Now God Himself is Man and all the banded Night
Will perish and the Kingdom will unclose.
O man, praise God, praise Him, you host of heaven.
The kings and shepherds present their gifts to the child, and the shepherds carry him and his mother out on a litter as they sing:
By weary stages
The old world ages;
By blood, by rages,
By pain-sown seeds.
By fools and sages,
With death for wages,
Souls leave their cages
And Man does deeds.
In mire he trudges,
In grime he drudges,
In blindness judges,
In darkness gropes.
His bitter measure
Yields little pleasure;
For only treasure
He has his hopes.
The hope that sailing
When winds are failing
Above the railing
A coast may rise;
The thought that glory
Is not a story,
But Heaven o'er ye
And watching eyes.
Behold us bringing
With love and singing
And great joy ringing
And hearts new-made,
The prince, forespoken,
By seer and token,
By whom Sin's broken
And Death is stayed.
Now by his power
The world will flower,
And hour by hour
His realm increase;
Now men benighted
Will feel them righted
And love be lighted
To spirit's peace.
Our God is wearing
Man's flesh, and bearing
Man's cares, through caring
What men may be;
Our God is sharing
His light and daring
To help men's faring
And set men free.
All you in hearing
Assist our cheering
This soul unfearing
Who enters earth;
On God relying
And Death defying,
He puts on dying
That Life have birth.
This final hymn, 'By weary stages', was published in the 1931 edition of the hymnal Songs of Praise, with Holst's tune titled 'Hill Crest' (the name of Masefield's house near Oxford).

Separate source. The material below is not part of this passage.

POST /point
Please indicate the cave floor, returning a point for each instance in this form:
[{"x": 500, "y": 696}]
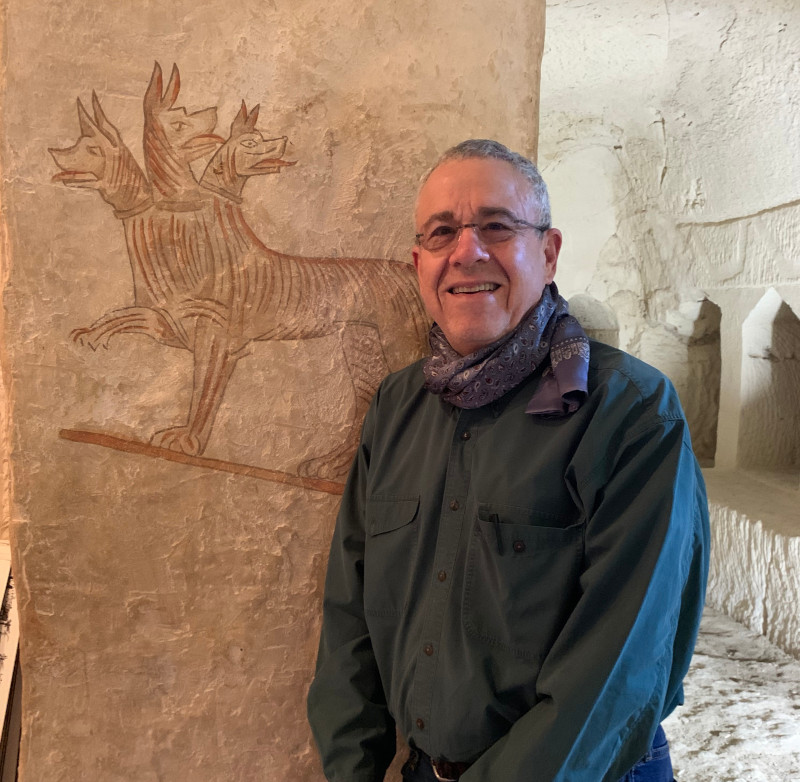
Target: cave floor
[{"x": 741, "y": 721}]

The four spirits reappear, and speak again:
The Mercy: By mercy, and by martyrdom,
And many ways, God leads us home:
And many darknesses there are.
The Light: By darkness and by light He leads,
He gives according to our needs,
And in His darkest is a star.
The Sword: The angry blood was once the guide,
But perisht boughs are thrust aside
In the green fever of the Spring.
The Power: Friends, Christ is come within this hall,
Bow down and worship one and all,
Our Father for this thing.
One by one the four spirits pass into the Quire (where two Anglo-Saxon monks once heard angels singing.)
Looking into Canterbury Cathedral from the door of the Quire
Thanne pipede Pees of poesie a note:
'Clarior est solito post maxima nebula phebus;
Post inimicicias clarior est et amor.
After sharpest shoures,' quod Pees, 'moost shene is the sonne;
Is no weder warmer than after watry cloudes;
Ne no love levere; ne lever frendes
Than after werre and wo, whan love and pees ben maistres.
Was nevere werre in this world, ne wikkednesse so kene,
That Love, and hym liste, to laughyng ne broughte,
And Pees, thorugh pacience, alle perils stoppede.'
'Trewes!' quod Truthe; 'thow tellest us sooth, by Jesus!
Clippe we in covenaunt, and ech of us kisse oother.'
'And lete no peple,' quod Pees, 'parceyve that we chidde;
For inpossible is no thyng to Hym that is almyghty.'
'Thow seist sooth,' seide Rightwisnesse, and reverentliche hire kiste,
Pees, and Pees hire, per secula seculorum.
Misericordia et Veritas obviaverunt sibi, justicia et Pax osculate sunt.